Why me? — I asked, and the answer was short: because you are the one who is always suggesting new things, trying to improve the quality of the project and you have the necessary technical knowledge for the job. And it was true. I was always trying to change people’s mindsets to use best practices instead of doing things the way they always did. So, with the promotion I thought I might have the opportunity to improve the company’s practices and also the quality of our project and I accepted.
I do not regret it. I had the opportunity to learn so many things that if I had stayed on the technical path, I would not have known about them.
For almost 2 years I reported to the CEO of the project and I had to deal with a guy without technical knowledge and manage to make him understand why we had to implement unit tests in a project and we need to have space in the roadmap for that. I’m not writing this in a bad way. I thank him for the challenge that these 2 years of work have given me because they have made me improve my skills, especially my social and communication skills.

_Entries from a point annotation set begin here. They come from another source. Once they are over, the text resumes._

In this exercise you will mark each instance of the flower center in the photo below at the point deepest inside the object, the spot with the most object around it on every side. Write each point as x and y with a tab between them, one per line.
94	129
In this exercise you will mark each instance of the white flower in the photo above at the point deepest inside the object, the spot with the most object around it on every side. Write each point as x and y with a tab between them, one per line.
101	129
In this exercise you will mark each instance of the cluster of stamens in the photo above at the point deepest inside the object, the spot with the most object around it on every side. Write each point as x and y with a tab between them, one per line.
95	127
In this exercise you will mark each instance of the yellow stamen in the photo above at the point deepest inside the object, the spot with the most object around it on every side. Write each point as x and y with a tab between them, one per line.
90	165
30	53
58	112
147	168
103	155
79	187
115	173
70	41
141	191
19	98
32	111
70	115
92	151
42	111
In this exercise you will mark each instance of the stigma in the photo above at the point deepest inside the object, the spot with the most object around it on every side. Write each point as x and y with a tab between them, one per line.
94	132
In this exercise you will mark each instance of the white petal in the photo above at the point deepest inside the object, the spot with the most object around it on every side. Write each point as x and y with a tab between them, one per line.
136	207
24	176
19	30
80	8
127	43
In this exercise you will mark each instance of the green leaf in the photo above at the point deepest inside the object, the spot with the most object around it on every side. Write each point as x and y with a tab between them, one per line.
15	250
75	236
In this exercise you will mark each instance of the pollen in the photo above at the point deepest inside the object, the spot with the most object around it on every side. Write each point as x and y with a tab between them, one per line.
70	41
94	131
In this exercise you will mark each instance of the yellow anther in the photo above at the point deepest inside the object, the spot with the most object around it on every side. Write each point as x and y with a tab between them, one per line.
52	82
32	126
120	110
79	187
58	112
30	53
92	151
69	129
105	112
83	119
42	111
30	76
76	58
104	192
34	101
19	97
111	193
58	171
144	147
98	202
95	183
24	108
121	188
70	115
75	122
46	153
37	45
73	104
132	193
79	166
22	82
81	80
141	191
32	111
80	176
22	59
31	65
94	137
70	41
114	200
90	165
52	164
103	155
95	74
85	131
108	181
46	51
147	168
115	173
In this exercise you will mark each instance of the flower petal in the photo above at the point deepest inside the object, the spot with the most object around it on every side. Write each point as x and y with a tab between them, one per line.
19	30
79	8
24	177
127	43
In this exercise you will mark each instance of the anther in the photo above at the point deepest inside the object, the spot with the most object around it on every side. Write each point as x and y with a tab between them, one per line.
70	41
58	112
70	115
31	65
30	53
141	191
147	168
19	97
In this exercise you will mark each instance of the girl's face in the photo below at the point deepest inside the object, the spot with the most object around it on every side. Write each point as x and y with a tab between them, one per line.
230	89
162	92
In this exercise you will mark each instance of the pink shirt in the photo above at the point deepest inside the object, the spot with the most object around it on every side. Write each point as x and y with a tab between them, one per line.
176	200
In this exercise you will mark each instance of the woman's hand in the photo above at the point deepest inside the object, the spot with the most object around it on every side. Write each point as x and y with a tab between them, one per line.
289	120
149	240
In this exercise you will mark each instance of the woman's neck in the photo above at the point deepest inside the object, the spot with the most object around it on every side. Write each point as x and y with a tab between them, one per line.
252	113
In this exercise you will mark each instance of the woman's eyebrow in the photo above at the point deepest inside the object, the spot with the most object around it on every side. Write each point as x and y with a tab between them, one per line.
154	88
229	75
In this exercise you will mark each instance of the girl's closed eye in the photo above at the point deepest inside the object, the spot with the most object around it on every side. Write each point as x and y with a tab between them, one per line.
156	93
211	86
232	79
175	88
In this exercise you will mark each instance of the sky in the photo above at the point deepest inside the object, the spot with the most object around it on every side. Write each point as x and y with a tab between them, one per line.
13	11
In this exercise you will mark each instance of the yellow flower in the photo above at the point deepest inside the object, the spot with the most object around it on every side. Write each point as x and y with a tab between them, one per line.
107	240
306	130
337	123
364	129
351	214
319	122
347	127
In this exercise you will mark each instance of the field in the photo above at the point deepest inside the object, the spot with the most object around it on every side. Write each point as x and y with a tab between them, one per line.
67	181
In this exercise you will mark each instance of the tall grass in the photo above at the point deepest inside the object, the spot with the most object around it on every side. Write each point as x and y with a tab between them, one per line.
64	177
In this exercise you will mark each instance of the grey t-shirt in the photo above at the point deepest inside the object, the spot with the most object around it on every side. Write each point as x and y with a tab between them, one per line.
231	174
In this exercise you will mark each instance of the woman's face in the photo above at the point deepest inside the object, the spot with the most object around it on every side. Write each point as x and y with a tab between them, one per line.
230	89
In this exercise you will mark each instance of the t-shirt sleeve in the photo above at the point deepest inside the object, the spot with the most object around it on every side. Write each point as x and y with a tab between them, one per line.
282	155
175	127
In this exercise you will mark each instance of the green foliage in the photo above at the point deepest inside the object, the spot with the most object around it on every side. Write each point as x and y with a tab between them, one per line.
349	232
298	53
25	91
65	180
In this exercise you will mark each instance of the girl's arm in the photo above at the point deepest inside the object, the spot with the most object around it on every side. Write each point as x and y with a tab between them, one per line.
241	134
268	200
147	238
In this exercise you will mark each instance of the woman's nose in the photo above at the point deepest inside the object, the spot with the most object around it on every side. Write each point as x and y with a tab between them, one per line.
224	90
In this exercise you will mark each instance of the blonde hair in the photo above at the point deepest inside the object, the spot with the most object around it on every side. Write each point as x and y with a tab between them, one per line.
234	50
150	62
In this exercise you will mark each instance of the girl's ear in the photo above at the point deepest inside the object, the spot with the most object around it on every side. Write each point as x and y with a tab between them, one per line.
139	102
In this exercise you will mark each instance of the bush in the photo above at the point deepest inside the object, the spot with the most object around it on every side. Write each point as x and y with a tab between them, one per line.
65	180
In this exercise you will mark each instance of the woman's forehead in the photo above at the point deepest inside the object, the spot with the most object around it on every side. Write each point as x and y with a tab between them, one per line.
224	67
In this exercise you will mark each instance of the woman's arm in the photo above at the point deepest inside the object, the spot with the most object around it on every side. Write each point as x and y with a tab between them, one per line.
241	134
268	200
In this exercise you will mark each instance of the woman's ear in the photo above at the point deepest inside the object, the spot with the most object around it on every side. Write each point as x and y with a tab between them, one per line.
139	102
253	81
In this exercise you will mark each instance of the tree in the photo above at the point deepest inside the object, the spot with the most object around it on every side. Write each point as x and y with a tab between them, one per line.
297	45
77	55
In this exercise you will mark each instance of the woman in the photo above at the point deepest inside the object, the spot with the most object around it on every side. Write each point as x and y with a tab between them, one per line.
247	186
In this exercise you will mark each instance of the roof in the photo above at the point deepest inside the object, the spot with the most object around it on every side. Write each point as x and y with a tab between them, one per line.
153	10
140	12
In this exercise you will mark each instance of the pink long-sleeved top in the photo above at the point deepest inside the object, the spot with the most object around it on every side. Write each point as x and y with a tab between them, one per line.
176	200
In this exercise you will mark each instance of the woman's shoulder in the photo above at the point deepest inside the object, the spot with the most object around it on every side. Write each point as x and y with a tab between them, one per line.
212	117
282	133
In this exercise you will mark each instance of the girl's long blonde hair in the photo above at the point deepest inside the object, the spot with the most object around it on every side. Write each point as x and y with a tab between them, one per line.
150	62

During that time, I recruited people, fired people, managed the international technology budget (tech tools used in different offices around the world) and proposed roadmaps among other things, and still found time to code. The teams I had were great (we all think our teams are great!), they support me in everything but I start to get tired of the role because every week I have less time to code and I don’t like to do the other things, such as performance reviews and budget management.
I got an offer to take on a manager role with just one team, and I thought I would have more time to code, so I took it. I was so wrong…
Moved to a new company, started to understand the business and technology stack, networking, still roadmaps and capacity plans to do, performance reviews and feedbacks. After a year and a half, I decided that enough was enough and I decided to look for something technically.